As documented by TCPA Defense Force, courts have granted stays in at least five TCPA cases—Ulery v. AT&T Mobility Servs., LLC, No. 20-CV-02354-PAB-KMT, 2020 WL 7333835 (D. Colo. Dec. 12, 2020); Berrow v. Navient Sols. LLC, No. CV-20-01342-PHX-SMB, 2020 WL 8267706 (D. Ariz. Dec. 17, 2020); Van Elzen v. Glob. Strategy Grp., LLC, No. 20-CV-3541 (JPO), 2021 WL 185328 (S.D.N.Y. Jan. 19, 2021); Frey v. Frontier Utilities Ne. LLC, No. CV 19-2372-KSM, 2021 WL 322818 (E.D. Pa. Feb. 1, 2021); and Wilson v. Rater8, LLC, No. 20-CV-1515-DMS-LL, 2021 WL 347306 (S.D. Cal. Feb. 2, 2021)—since the December 8, 2020 oral arguments in Facebook.

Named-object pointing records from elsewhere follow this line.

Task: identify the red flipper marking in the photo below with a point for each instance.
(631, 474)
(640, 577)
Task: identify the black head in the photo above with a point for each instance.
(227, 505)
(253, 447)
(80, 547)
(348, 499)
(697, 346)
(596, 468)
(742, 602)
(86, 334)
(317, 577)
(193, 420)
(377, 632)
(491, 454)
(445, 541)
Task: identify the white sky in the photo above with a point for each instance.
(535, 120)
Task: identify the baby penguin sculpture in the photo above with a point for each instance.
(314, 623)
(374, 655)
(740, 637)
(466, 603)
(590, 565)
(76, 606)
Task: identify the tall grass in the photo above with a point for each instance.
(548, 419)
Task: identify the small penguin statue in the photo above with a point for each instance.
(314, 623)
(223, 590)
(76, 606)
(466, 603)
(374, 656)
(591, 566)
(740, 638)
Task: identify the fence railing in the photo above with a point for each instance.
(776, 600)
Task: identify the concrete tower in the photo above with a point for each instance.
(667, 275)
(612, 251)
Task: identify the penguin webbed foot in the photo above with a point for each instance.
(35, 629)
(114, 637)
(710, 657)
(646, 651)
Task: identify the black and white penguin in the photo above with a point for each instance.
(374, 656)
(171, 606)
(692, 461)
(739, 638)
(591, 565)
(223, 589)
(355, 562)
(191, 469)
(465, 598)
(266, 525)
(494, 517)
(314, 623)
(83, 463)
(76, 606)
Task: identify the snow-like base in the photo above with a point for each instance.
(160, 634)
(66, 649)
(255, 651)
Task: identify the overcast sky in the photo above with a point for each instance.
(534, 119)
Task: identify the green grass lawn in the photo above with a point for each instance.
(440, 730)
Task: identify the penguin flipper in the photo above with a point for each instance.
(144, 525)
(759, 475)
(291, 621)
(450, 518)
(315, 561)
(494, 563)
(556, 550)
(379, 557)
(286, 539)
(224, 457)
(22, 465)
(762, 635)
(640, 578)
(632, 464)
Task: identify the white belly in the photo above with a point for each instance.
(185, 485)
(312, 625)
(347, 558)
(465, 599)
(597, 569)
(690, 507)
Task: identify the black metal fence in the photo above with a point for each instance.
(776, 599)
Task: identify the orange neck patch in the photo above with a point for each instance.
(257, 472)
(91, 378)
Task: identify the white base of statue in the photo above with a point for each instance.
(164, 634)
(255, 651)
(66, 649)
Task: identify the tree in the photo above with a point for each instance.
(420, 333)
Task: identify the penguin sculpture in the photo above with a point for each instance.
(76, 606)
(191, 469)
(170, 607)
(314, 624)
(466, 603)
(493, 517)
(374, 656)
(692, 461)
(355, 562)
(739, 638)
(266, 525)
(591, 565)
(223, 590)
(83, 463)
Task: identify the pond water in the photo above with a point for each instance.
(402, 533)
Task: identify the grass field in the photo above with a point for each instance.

While this isn’t an unanimous trend—at least one court refused to stay a TCPA case despite similar circumstances—it seems like a pragmatic and fair response. SCOTUS’s coming decision in Facebook could set the precedent of an extremely narrow definition of automatic telephone dialing system (ATDS). As many TCPA lawsuits and class actions center on alleged ATDS violations, the consequences of a narrow ATDS definition could be significant for any currently pending cases.